Sam regarded her intently. “What are you thinking, lass?”
“I’m thinking . . . it would make sense if Lady Westford’s murder wasn’t premediated.”
The Bow Street Runner lifted a skeptical eyebrow. “He just happened ter followed her ter the theater? What did he want? Ter talk?”
“Yes. That’s exactly what I think.” She turned back to Sam. “Remember Lady Westford’s reputation. She was interested in finding cures to diseases. She even corresponded with Edward Jenner about his smallpox vaccine. Somehow, Lady Westford learned about the experiments being done on Clarice.Exitus acta probat. The end justified the means.”
“Aye, but the means resulted in the death of a girl.”
“If Clarice’s death was an accident, our killer might have believed he could talk Lady Westford into . . . understanding what he was trying to accomplish.”
“He expected her ladyship ter ignore Clarice’s murder?”
“In his mind, Clarice wasn’t murdered. She was an experiment that went wrong. And, yes, I think that’s what he hoped for when he approached Lady Westford. When she didn’t get onboard, he knew he couldn’t let her leave the theater alive.” Kendra tapped the piece of slate against her chin. “He had to think fast. He didn’t want her death to look like murder. That would mean an investigation. Scrutiny. So, he forced her up the stairs and threw her over the balcony.
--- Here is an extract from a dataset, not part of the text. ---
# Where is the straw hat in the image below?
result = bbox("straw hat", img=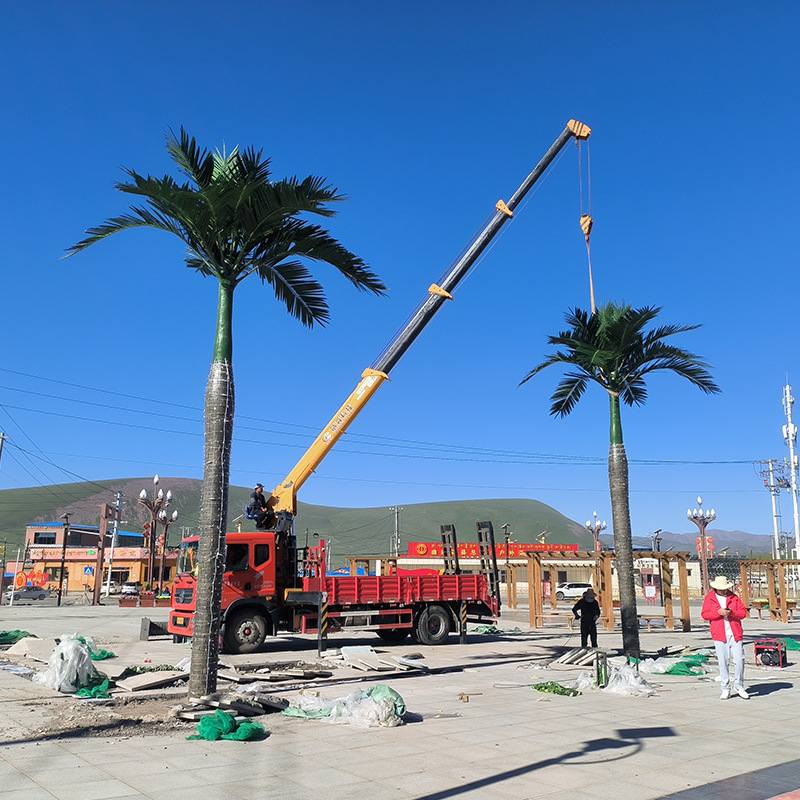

“He then made certain that Dr. Thornton oversaw the postmortem and planted the seed that the victim had killed herself while he ruled her death an accident. Who wanted to be the person to suggest someone like Lady Westford, a lady-in-waiting to the Queen, had committed suicide?”
“God’s teeth, I take back what I said. The fiend is clever. No one in Bow Street would raise doubts. Certainly not Parker. It would’ve been left alone—if not for the Queen.” He shook his head, then scanned the list in his hand. “Dr. Thornton must have known the truth. Was he part of this experimentation?”
“I don’t know. His wife died from diabetes, and he still mourns her. I don’t think it would’ve been too difficult to get him to look the other way if someone was trying to cure diseases with unethical research.”
“Even if it caused a girl to die?”
Kendra shrugged. “There are winners and losers in all medical research.” Even in her own time, sick people were given placebo treatments while others were given experimental drugs. Both could die. Or be saved. It was the price of research. The difference was that the participants in medical trials knew the risks.
Not always, though. History echoed with unethical experiments. One of the more infamous was the Tuskegee Experiment, which, ironically, was also an attempt to cure syphilis. Beginning in the early 1930s, researchers enlisted more than six hundred Black men from Alabama’s Tuskegee College. Four-hundred-thirty-one men had syphilis, and were studied as the disease developed. When penicillin became available to treat the disease in 1947, the doctors chose to supply the men with placebos in order to study how the disease progressed. Doctors—scientists—allowed the men to go blind and insane—and give birth to nineteen syphilitic children. It took decades before the experiments were halted, thanks to a whistleblower.
Lady Westford would have been a whistleblower if she hadn’t been killed.
“Why did the fiend murder Dr. Thornton, then?” Sam asked.
“Clarice died in a treatment. In his eyes, it was for the greater good. But Lady Westford . . . that crossed a line.”
“He still ruled it an accident.”
“He was an accessory after the fact,” Kendra agreed. “Probably hoped the whole thing would go away. The investigation forced him to think about his actions. If he showed any doubt, he became a threat. And just like Lady Westford, he needed to be eliminated.”
“The villain is bloody ruthless.”
“Yes. He also thinks he’s the smartest person in the room. Do you know who thinks they’re smarter than everybody else, Mr. Kelly?”
“The French, the royals, most noblemen and women, the clergy—”
Kendra had to laugh. “Point taken. You can add to that list: doctors. Surgeons, physicians. They tend to have a god complex.”
“They think they’re God?”
“Sometimes.” She remembered Dandridge arguing that surgeons played God every time they operated on a patient. “Or they consider themselves superior to other men. Infallible in their thinking, their decision-making, their feelings.”
Like my father.
“We know the why—his motive for killing. Now we need to find out the who.” Kendra gestured to the sheet of paper that Sam held. “He’s one of the names on that list, Mr. Kelly. I’d bet my life on it.”
Chapter 27
At two o’clock, Kendra entered Munroe’s shadowy subterranean morgue to find Munroe and Barts flanking the middle slab that held Thornton’s mortal remains. They’d lit all the candles in the room—including the lanterns hanging from the wagon wheels above each slab—and the flickering light spotlighted Thornton’s ashen face bracketed by his bushy muttonchops. A dirty linen sheet covered the rotund figure, tucked almost modestly under the physician’s chin. The physician would’ve looked as if he’d laid down to take a nap, if it wasn’t for his milky, sightless eyes.
On the slab to the right was a small, shrouded form.Jenny.